Webbots, Spiders, and Screen Scrapers - Michael Schrenk [60]
ftp_delete ($ftp, "file_name")
Deletes a file
ftp_get ($ftp, "local file", "remote file", MODE)
Copies the remote file to the local file where MODE indicates if the remote file is FTP_ASCII or FTP_BINARY
ftp_mkdir($ftp, "directory name")
Creates a new directory
ftp_rename($ftp, "file name")
Renames a file or a directory on the FTP server
ftp_put ($ftp, "remote file", "local file", MODE)
Copies the local file to the remote file where MODE indicates if the local file is FTP_ASCII or FTP_BINARY
ftp_rmdir($ftp, "directory/path")
Removes a directory
ftp_rawlist($ftp, "directory/path")
Returns an array with each array element containing directory information about a file
As shown in Table 13-1, the PHP FTP commands allow you to write webbots that create, delete, and rename directories and files. You may also use PHP/CURL to perform advanced FTP tasks requiring advanced authentication or encryption. Since FTP seldom uses these features, they are out of the scope of this book, but they're available for you to explore on the official PHP website available at http://www.php.net.
Further Exploration
Since FTP is often the only application-level protocol that computer systems share, it is a convenient communication bridge between new and old computer systems. Moreover, in addition to using FTP as a common path between disparate—or obsolete—systems, FTP is still the most common method for uploading files to websites. With the information in this chapter, you should be able to write webbots that update websites with information found at a variety of sources. Here are some ideas to get you started.
Write a webbot that updates your corporate server with information gathered from sales reports.
Develop a security webbot that uses a webcam to take pictures of your warehouse or parking lot, timestamps the images, and uploads the pictures to an archival server.
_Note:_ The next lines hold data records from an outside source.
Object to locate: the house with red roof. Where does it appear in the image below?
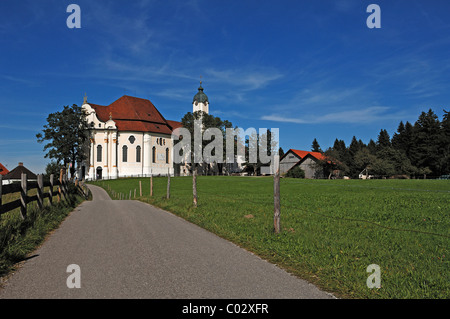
[78,95,181,180]
[0,163,9,176]
[78,82,213,180]
[280,149,325,178]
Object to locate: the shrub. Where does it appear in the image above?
[286,166,305,178]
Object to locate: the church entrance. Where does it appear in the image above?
[97,166,103,179]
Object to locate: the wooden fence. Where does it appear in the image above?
[0,170,88,219]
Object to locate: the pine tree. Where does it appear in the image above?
[410,109,442,176]
[311,138,322,153]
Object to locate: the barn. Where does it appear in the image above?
[280,149,325,178]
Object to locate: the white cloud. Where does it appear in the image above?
[260,106,405,124]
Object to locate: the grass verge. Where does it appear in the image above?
[0,189,85,277]
[89,176,450,299]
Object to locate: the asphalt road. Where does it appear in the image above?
[0,186,333,299]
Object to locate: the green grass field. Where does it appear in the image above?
[89,176,450,298]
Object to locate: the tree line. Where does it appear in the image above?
[311,109,450,178]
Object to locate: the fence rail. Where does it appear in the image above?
[0,170,88,219]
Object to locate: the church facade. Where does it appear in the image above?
[78,83,209,180]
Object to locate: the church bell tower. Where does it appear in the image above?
[192,81,209,114]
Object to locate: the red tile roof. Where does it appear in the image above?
[0,163,9,175]
[4,163,37,179]
[286,148,325,160]
[89,95,181,135]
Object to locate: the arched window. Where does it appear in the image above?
[122,145,128,163]
[97,145,102,162]
[136,145,141,163]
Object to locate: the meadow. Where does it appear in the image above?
[89,176,450,299]
[0,187,85,278]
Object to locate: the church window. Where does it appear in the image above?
[122,145,128,163]
[136,145,141,163]
[97,145,102,162]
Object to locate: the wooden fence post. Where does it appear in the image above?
[37,174,44,209]
[150,173,153,197]
[48,174,53,206]
[0,175,3,207]
[167,168,170,199]
[192,164,197,207]
[58,168,63,203]
[273,155,281,234]
[20,173,27,219]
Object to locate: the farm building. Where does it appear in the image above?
[3,162,37,183]
[280,149,324,178]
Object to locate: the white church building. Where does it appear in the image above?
[78,82,209,180]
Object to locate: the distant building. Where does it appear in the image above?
[3,162,37,183]
[280,149,325,178]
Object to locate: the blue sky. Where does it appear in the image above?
[0,0,450,173]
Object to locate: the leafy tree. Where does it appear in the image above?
[36,104,88,176]
[440,110,450,174]
[45,161,64,178]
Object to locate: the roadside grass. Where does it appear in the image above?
[89,176,450,299]
[0,186,85,277]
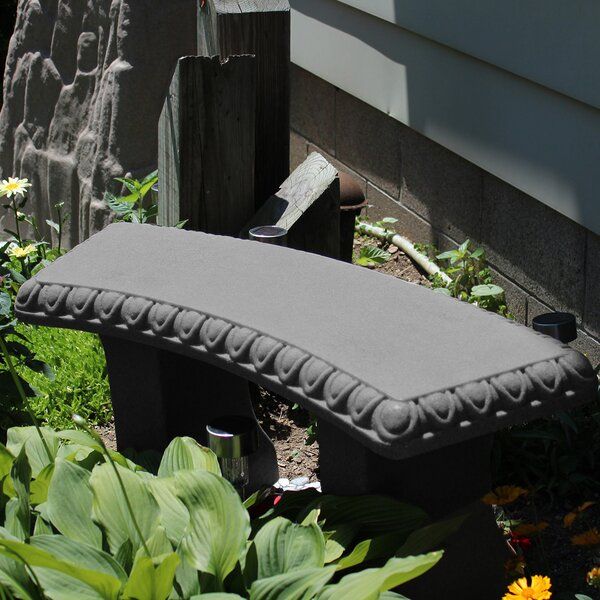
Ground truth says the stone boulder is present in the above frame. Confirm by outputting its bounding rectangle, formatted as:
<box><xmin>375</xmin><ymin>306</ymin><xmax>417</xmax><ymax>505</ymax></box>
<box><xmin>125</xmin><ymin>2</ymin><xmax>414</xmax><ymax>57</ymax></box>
<box><xmin>0</xmin><ymin>0</ymin><xmax>197</xmax><ymax>245</ymax></box>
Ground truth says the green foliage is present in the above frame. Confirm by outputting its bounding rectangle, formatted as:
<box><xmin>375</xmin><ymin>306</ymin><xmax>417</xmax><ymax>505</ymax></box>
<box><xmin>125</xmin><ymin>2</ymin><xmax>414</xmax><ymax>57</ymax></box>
<box><xmin>0</xmin><ymin>179</ymin><xmax>66</xmax><ymax>428</ymax></box>
<box><xmin>104</xmin><ymin>171</ymin><xmax>158</xmax><ymax>223</ymax></box>
<box><xmin>104</xmin><ymin>171</ymin><xmax>187</xmax><ymax>229</ymax></box>
<box><xmin>0</xmin><ymin>420</ymin><xmax>452</xmax><ymax>600</ymax></box>
<box><xmin>430</xmin><ymin>240</ymin><xmax>512</xmax><ymax>318</ymax></box>
<box><xmin>492</xmin><ymin>400</ymin><xmax>600</xmax><ymax>504</ymax></box>
<box><xmin>354</xmin><ymin>246</ymin><xmax>391</xmax><ymax>267</ymax></box>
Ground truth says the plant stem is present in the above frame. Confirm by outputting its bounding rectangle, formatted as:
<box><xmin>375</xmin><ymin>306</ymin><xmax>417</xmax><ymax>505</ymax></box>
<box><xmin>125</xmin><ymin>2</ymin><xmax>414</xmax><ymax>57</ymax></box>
<box><xmin>11</xmin><ymin>195</ymin><xmax>21</xmax><ymax>246</ymax></box>
<box><xmin>0</xmin><ymin>335</ymin><xmax>54</xmax><ymax>463</ymax></box>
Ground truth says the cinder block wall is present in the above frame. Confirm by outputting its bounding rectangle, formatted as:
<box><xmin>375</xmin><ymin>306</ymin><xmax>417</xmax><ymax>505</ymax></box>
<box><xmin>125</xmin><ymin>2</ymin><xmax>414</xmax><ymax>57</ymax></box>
<box><xmin>291</xmin><ymin>67</ymin><xmax>600</xmax><ymax>365</ymax></box>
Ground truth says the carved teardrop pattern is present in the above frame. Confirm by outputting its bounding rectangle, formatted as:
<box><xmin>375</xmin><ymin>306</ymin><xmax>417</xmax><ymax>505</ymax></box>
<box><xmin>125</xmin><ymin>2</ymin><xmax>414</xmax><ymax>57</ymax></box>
<box><xmin>16</xmin><ymin>279</ymin><xmax>596</xmax><ymax>454</ymax></box>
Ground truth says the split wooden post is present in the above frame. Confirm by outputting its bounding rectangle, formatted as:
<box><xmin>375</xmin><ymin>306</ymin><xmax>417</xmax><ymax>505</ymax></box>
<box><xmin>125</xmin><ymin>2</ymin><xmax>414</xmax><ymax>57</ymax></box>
<box><xmin>198</xmin><ymin>0</ymin><xmax>290</xmax><ymax>209</ymax></box>
<box><xmin>158</xmin><ymin>56</ymin><xmax>256</xmax><ymax>235</ymax></box>
<box><xmin>240</xmin><ymin>152</ymin><xmax>340</xmax><ymax>258</ymax></box>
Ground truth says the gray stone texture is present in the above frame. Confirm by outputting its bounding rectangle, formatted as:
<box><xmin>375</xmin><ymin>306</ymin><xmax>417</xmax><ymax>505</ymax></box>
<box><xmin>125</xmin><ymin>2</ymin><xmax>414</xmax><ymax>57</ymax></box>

Design a webbot that creates archives of your company's internal forums on an FTP server.
Create a webbot that photographically logs the progress of a construction site and uploads these pictures to an FTP server. Once construction is complete, compile the individual photos into an animation showing the construction process.
If you don't have access to an FTP server on the Internet, you can still experiment with FTP bots. An FTP server is probably already on your computer if your operating system is Unix, Linux, or Mac OS X. If you have a Windows computer, you can find free FTP servers on many shareware sites. Once you locate FTP server software, you can set up your own local server by following the instructions accompanying your FTP installation.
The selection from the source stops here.